I'm trying to estimate pi by uniform random sampling of points (x,y) inside a circle of radius 1 and then computing the corresponding z value in a sphere. Actually it is only a quarter-circle to simplify the computation. Then I compute the average z (which should be approximately 1/8 of the volume of the whole sphere) and then I compare it to the volume of a cube 1x1x1. It should be approximately 1/6 pi, but for some reason it isn't.
This is my matlab code:
r = rand(1000,1);
theta = rand(1000, 1) * pi/2;
x = zeros(1000);
y = zeros(1000);
z = zeros(1000);
for i = 1:1000
x(i) = r(i)^(0.5) * sin(theta(i));
y(i) = r(i)^(0.5) * cos(theta(i));
z(i) = (1.0 - x(i) * x(i) - y(i) * y(i))^0.5;
end
mean(z)(1) * 6
It keeps saying that pi is approximately 4, which is nonsense - even if I increase the number of samples. Can you please explain me, where is the problem regardless of the fact, that I'm using pi to determine the angle when sampling random points inside a circle?

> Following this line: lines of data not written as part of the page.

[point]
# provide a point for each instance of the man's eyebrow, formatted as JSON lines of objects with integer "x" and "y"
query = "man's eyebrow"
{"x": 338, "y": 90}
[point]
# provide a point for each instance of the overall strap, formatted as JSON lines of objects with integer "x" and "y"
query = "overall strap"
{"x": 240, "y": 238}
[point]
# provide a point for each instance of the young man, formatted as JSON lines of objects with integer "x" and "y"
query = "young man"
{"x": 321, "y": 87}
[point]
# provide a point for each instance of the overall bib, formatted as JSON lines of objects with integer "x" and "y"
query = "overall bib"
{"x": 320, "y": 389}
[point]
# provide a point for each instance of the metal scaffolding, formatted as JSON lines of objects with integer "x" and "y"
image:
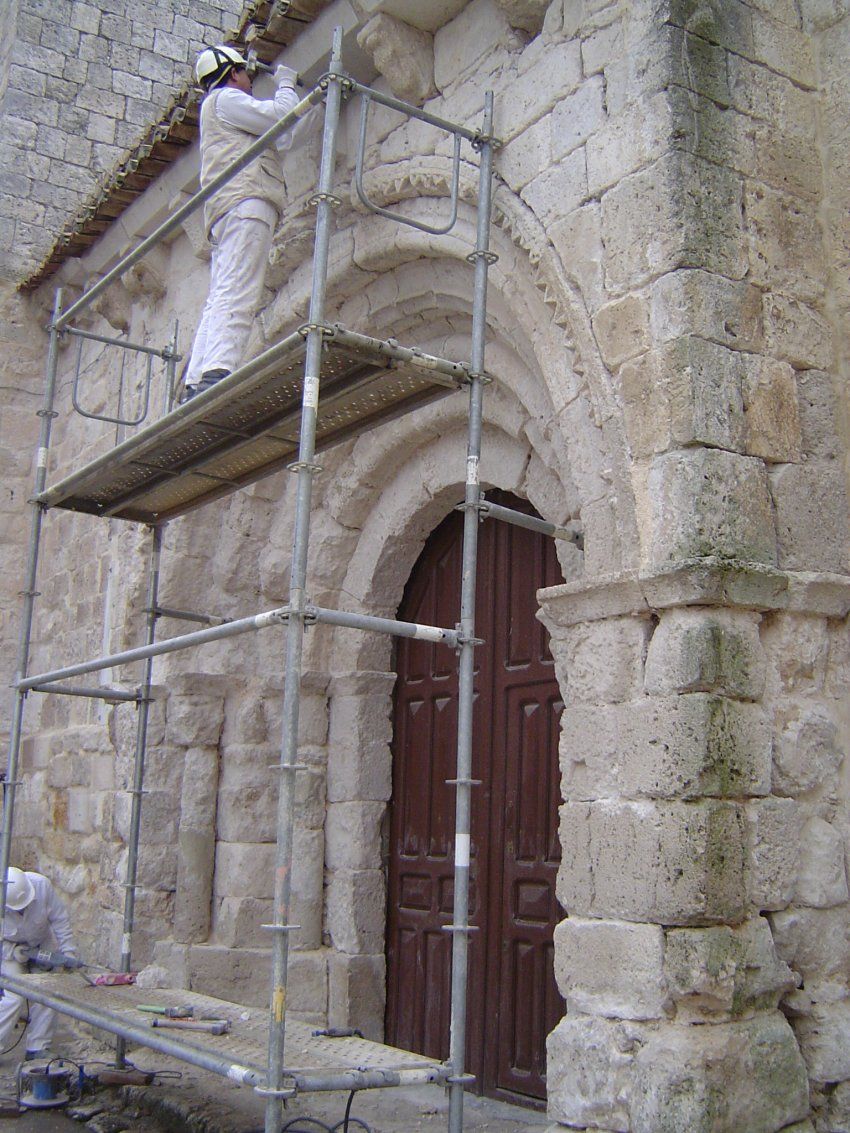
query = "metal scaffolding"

Aside from the fact that you need pi to call the radian-based trigonometric functions, your coordinates are incorrect as well.

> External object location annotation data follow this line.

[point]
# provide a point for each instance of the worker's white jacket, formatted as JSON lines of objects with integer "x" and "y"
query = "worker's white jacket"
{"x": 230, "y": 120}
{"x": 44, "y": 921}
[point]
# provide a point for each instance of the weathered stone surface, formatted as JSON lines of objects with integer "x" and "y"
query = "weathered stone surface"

In order to parametrize a sphere, you need two angles: theta and phi. You can also spare the loop using element-wise array operations:
N = 1000;
theta = 90*rand(N,1);
phi = 90*rand(N,1);
r = rand(N,1);
%hide the hiding of pi
%%hide pi:
%theta = deg2rad(theta);
%phi = deg2rad(phi);
%x = r.*sind(theta).*cosd(phi); %needless
%y = r.*sind(theta).*sind(phi); %needless
z = r.*cosd(theta);
pi_approx_maybe=mean(z(:))*6;
If z were an array (which it would if theta and phi came from a meshgrid rather than rand), then you'd need z(:) to get an array-wide mean, otherwise the result would be a vector. It's also clear that for the z component you don't even need the azimuthal angle (phi), only the polar angle (theta).